案山子

冬入り少し前の夕暮れ時のこと、僕は趣味のドライブで田んぼ道を走っている時に奇妙な光景を見た。

刈り取りの終わった一つの水田に、多数の案山子が並べられているのだ。

気になった僕は近くに車を停め、その水田に向かった。

案山子の並ぶ水田の周りには、農家の人と思しき姿の人が何人も集まっていた。

僕は近くにいた一人の男性に話し掛けた。

「すいません、コレは何ですか?」

「ああ、コレかい?コレは案山子の供養みたいなもんさ」

そう言って男性が指差した先に、お坊さんが見えた。

「毎年稲の刈り取りが終わった後に、田んぼを守ってくれた案山子に感謝を込めて、お炊き上げするのさ。

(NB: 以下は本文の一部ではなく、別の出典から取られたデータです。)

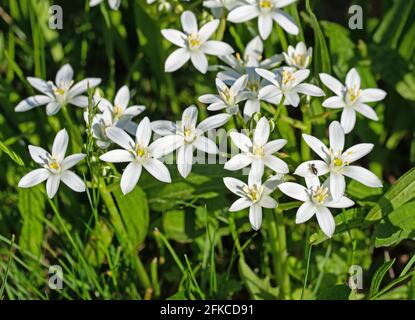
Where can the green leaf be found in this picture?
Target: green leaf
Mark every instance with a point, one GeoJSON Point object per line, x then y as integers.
{"type": "Point", "coordinates": [134, 212]}
{"type": "Point", "coordinates": [397, 195]}
{"type": "Point", "coordinates": [397, 226]}
{"type": "Point", "coordinates": [339, 292]}
{"type": "Point", "coordinates": [258, 288]}
{"type": "Point", "coordinates": [13, 155]}
{"type": "Point", "coordinates": [31, 204]}
{"type": "Point", "coordinates": [321, 53]}
{"type": "Point", "coordinates": [378, 277]}
{"type": "Point", "coordinates": [393, 24]}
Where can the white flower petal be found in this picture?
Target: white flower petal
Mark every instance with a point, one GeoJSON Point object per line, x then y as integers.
{"type": "Point", "coordinates": [267, 202]}
{"type": "Point", "coordinates": [122, 97]}
{"type": "Point", "coordinates": [295, 191]}
{"type": "Point", "coordinates": [189, 22]}
{"type": "Point", "coordinates": [199, 60]}
{"type": "Point", "coordinates": [325, 221]}
{"type": "Point", "coordinates": [176, 60]}
{"type": "Point", "coordinates": [64, 76]}
{"type": "Point", "coordinates": [332, 83]}
{"type": "Point", "coordinates": [52, 185]}
{"type": "Point", "coordinates": [39, 155]}
{"type": "Point", "coordinates": [73, 181]}
{"type": "Point", "coordinates": [158, 170]}
{"type": "Point", "coordinates": [309, 89]}
{"type": "Point", "coordinates": [185, 160]}
{"type": "Point", "coordinates": [367, 111]}
{"type": "Point", "coordinates": [238, 162]}
{"type": "Point", "coordinates": [72, 160]}
{"type": "Point", "coordinates": [305, 212]}
{"type": "Point", "coordinates": [208, 29]}
{"type": "Point", "coordinates": [60, 144]}
{"type": "Point", "coordinates": [33, 178]}
{"type": "Point", "coordinates": [317, 146]}
{"type": "Point", "coordinates": [243, 13]}
{"type": "Point", "coordinates": [120, 137]}
{"type": "Point", "coordinates": [306, 168]}
{"type": "Point", "coordinates": [357, 151]}
{"type": "Point", "coordinates": [334, 102]}
{"type": "Point", "coordinates": [241, 141]}
{"type": "Point", "coordinates": [143, 133]}
{"type": "Point", "coordinates": [175, 36]}
{"type": "Point", "coordinates": [372, 95]}
{"type": "Point", "coordinates": [286, 22]}
{"type": "Point", "coordinates": [353, 79]}
{"type": "Point", "coordinates": [276, 164]}
{"type": "Point", "coordinates": [348, 119]}
{"type": "Point", "coordinates": [261, 133]}
{"type": "Point", "coordinates": [165, 145]}
{"type": "Point", "coordinates": [265, 26]}
{"type": "Point", "coordinates": [362, 175]}
{"type": "Point", "coordinates": [336, 135]}
{"type": "Point", "coordinates": [240, 204]}
{"type": "Point", "coordinates": [32, 102]}
{"type": "Point", "coordinates": [130, 177]}
{"type": "Point", "coordinates": [117, 156]}
{"type": "Point", "coordinates": [337, 185]}
{"type": "Point", "coordinates": [234, 185]}
{"type": "Point", "coordinates": [255, 216]}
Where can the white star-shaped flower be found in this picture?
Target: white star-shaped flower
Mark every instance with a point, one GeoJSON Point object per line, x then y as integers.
{"type": "Point", "coordinates": [188, 136]}
{"type": "Point", "coordinates": [228, 98]}
{"type": "Point", "coordinates": [194, 44]}
{"type": "Point", "coordinates": [59, 94]}
{"type": "Point", "coordinates": [257, 152]}
{"type": "Point", "coordinates": [266, 11]}
{"type": "Point", "coordinates": [298, 57]}
{"type": "Point", "coordinates": [55, 167]}
{"type": "Point", "coordinates": [139, 153]}
{"type": "Point", "coordinates": [287, 82]}
{"type": "Point", "coordinates": [351, 98]}
{"type": "Point", "coordinates": [254, 196]}
{"type": "Point", "coordinates": [317, 200]}
{"type": "Point", "coordinates": [337, 162]}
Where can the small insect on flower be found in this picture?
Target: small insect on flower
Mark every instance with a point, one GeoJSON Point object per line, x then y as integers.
{"type": "Point", "coordinates": [58, 94]}
{"type": "Point", "coordinates": [194, 44]}
{"type": "Point", "coordinates": [55, 167]}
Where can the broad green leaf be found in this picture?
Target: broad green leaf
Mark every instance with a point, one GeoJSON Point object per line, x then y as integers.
{"type": "Point", "coordinates": [31, 204]}
{"type": "Point", "coordinates": [13, 155]}
{"type": "Point", "coordinates": [393, 24]}
{"type": "Point", "coordinates": [321, 53]}
{"type": "Point", "coordinates": [397, 195]}
{"type": "Point", "coordinates": [258, 288]}
{"type": "Point", "coordinates": [339, 292]}
{"type": "Point", "coordinates": [396, 226]}
{"type": "Point", "coordinates": [134, 212]}
{"type": "Point", "coordinates": [378, 277]}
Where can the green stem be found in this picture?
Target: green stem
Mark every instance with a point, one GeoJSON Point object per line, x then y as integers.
{"type": "Point", "coordinates": [279, 109]}
{"type": "Point", "coordinates": [283, 277]}
{"type": "Point", "coordinates": [121, 233]}
{"type": "Point", "coordinates": [283, 39]}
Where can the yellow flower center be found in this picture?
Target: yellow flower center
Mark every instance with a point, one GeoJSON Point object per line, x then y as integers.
{"type": "Point", "coordinates": [320, 194]}
{"type": "Point", "coordinates": [193, 41]}
{"type": "Point", "coordinates": [353, 94]}
{"type": "Point", "coordinates": [118, 111]}
{"type": "Point", "coordinates": [265, 4]}
{"type": "Point", "coordinates": [252, 193]}
{"type": "Point", "coordinates": [287, 76]}
{"type": "Point", "coordinates": [140, 152]}
{"type": "Point", "coordinates": [338, 162]}
{"type": "Point", "coordinates": [258, 151]}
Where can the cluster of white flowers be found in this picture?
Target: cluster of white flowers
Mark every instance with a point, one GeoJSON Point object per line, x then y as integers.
{"type": "Point", "coordinates": [252, 80]}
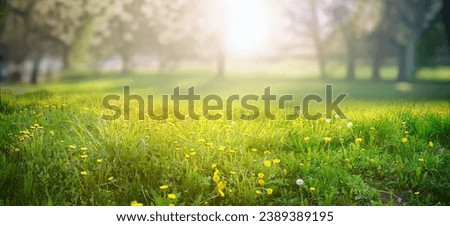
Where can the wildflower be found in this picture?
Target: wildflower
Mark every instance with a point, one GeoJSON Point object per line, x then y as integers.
{"type": "Point", "coordinates": [350, 125]}
{"type": "Point", "coordinates": [221, 185]}
{"type": "Point", "coordinates": [216, 178]}
{"type": "Point", "coordinates": [171, 196]}
{"type": "Point", "coordinates": [136, 203]}
{"type": "Point", "coordinates": [261, 182]}
{"type": "Point", "coordinates": [221, 193]}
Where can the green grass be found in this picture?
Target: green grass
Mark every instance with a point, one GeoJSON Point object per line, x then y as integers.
{"type": "Point", "coordinates": [56, 150]}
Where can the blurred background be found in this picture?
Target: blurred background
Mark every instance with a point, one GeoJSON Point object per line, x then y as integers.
{"type": "Point", "coordinates": [395, 40]}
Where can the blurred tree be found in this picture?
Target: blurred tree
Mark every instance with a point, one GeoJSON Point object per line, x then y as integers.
{"type": "Point", "coordinates": [354, 19]}
{"type": "Point", "coordinates": [446, 17]}
{"type": "Point", "coordinates": [381, 38]}
{"type": "Point", "coordinates": [414, 16]}
{"type": "Point", "coordinates": [309, 18]}
{"type": "Point", "coordinates": [125, 31]}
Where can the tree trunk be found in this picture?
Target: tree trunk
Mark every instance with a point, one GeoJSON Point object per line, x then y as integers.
{"type": "Point", "coordinates": [35, 72]}
{"type": "Point", "coordinates": [351, 58]}
{"type": "Point", "coordinates": [377, 58]}
{"type": "Point", "coordinates": [402, 76]}
{"type": "Point", "coordinates": [220, 65]}
{"type": "Point", "coordinates": [411, 59]}
{"type": "Point", "coordinates": [126, 64]}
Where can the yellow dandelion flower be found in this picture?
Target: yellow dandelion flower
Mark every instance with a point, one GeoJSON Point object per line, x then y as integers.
{"type": "Point", "coordinates": [171, 196]}
{"type": "Point", "coordinates": [221, 185]}
{"type": "Point", "coordinates": [221, 193]}
{"type": "Point", "coordinates": [261, 182]}
{"type": "Point", "coordinates": [216, 178]}
{"type": "Point", "coordinates": [136, 203]}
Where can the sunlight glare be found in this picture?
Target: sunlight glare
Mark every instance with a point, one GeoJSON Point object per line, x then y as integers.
{"type": "Point", "coordinates": [247, 27]}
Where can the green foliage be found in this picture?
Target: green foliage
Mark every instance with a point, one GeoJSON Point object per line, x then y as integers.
{"type": "Point", "coordinates": [55, 150]}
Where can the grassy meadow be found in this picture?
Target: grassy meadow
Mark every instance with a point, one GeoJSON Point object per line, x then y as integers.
{"type": "Point", "coordinates": [393, 148]}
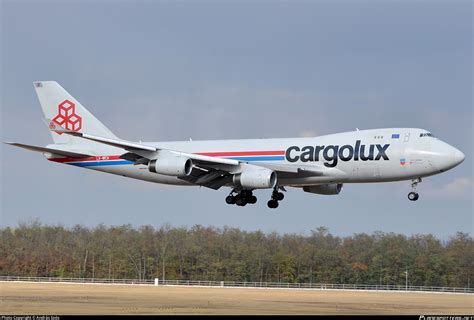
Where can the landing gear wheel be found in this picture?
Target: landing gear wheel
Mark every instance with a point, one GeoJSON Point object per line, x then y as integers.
{"type": "Point", "coordinates": [230, 200]}
{"type": "Point", "coordinates": [279, 196]}
{"type": "Point", "coordinates": [241, 201]}
{"type": "Point", "coordinates": [413, 196]}
{"type": "Point", "coordinates": [272, 204]}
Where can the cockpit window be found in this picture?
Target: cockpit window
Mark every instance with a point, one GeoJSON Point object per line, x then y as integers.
{"type": "Point", "coordinates": [426, 134]}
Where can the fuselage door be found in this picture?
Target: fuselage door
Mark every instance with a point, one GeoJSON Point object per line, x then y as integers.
{"type": "Point", "coordinates": [407, 137]}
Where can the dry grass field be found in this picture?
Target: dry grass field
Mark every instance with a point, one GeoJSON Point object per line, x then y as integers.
{"type": "Point", "coordinates": [54, 298]}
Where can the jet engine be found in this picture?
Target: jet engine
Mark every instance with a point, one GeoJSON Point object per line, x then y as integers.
{"type": "Point", "coordinates": [171, 165]}
{"type": "Point", "coordinates": [326, 189]}
{"type": "Point", "coordinates": [255, 178]}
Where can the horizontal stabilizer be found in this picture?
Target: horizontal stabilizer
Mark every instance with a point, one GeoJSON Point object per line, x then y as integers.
{"type": "Point", "coordinates": [49, 150]}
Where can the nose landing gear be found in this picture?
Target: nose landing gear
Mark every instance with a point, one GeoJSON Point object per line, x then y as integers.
{"type": "Point", "coordinates": [276, 196]}
{"type": "Point", "coordinates": [242, 198]}
{"type": "Point", "coordinates": [413, 195]}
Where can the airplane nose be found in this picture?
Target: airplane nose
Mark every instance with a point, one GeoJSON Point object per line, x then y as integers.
{"type": "Point", "coordinates": [445, 157]}
{"type": "Point", "coordinates": [458, 156]}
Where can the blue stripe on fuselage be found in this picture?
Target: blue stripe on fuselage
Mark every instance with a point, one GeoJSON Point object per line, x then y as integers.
{"type": "Point", "coordinates": [267, 158]}
{"type": "Point", "coordinates": [126, 162]}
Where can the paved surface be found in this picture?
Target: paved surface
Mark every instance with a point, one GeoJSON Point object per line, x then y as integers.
{"type": "Point", "coordinates": [54, 298]}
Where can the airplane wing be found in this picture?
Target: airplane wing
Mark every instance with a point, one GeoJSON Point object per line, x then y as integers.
{"type": "Point", "coordinates": [63, 153]}
{"type": "Point", "coordinates": [143, 150]}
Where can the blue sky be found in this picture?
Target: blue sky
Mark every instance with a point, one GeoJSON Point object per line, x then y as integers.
{"type": "Point", "coordinates": [162, 70]}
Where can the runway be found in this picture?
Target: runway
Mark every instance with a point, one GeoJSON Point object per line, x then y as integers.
{"type": "Point", "coordinates": [57, 298]}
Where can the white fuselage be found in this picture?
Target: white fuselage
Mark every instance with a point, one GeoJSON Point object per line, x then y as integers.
{"type": "Point", "coordinates": [377, 155]}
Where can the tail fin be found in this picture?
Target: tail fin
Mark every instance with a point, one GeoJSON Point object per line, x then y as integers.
{"type": "Point", "coordinates": [62, 108]}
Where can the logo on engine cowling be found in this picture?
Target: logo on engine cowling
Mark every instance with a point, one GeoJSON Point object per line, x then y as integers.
{"type": "Point", "coordinates": [333, 153]}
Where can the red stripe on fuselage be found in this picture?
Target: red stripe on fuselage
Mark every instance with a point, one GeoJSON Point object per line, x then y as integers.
{"type": "Point", "coordinates": [242, 153]}
{"type": "Point", "coordinates": [98, 158]}
{"type": "Point", "coordinates": [210, 154]}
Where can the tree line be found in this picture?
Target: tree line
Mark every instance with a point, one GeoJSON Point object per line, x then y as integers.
{"type": "Point", "coordinates": [230, 254]}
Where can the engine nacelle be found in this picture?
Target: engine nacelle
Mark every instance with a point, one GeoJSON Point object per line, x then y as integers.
{"type": "Point", "coordinates": [256, 178]}
{"type": "Point", "coordinates": [326, 189]}
{"type": "Point", "coordinates": [171, 165]}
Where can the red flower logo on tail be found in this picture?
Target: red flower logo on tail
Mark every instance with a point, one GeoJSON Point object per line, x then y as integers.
{"type": "Point", "coordinates": [67, 117]}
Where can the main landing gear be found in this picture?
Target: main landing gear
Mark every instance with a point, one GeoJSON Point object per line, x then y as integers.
{"type": "Point", "coordinates": [242, 198]}
{"type": "Point", "coordinates": [276, 196]}
{"type": "Point", "coordinates": [413, 195]}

燃え残りの灰は肥料になるしなぁ」

「なるほど……」

見回してみると、案山子の足元には新聞紙が丸められている。

あれに火を点けるのだろう。

「そろそろお炊き上げが始まるから、お前さんも見ていくといい」

そう言って男性はその場にあぐらをかいて座った。

程なくして、お坊さんの手短な念仏の後にお炊き上げが始まった。

それぞれの案山子に次々と火が灯っていく。

と、突然、一つの案山子が急に左右へ揺れだし、人語とは思えない呻き声を上げだした。

僕が口を開けて呆然とその様子を見ていると、座っていた男性が言った。

「どうやらあの案山子、霊が憑いてたみたいだなぁ。人形なんかと同じで、たまぁにこういう事があるんだよ」

男性が呑気にそんなことを話している間に、お坊さんが揺れ動く案山子に近付き念仏を唱えていた。

やがて案山子は全身が火に包まれた辺りで、動くのを止めた。

僕はホッとして、ふと隣を見た。

男性がその案山子を見て笑っているように見えたのは、気のせいだろうか。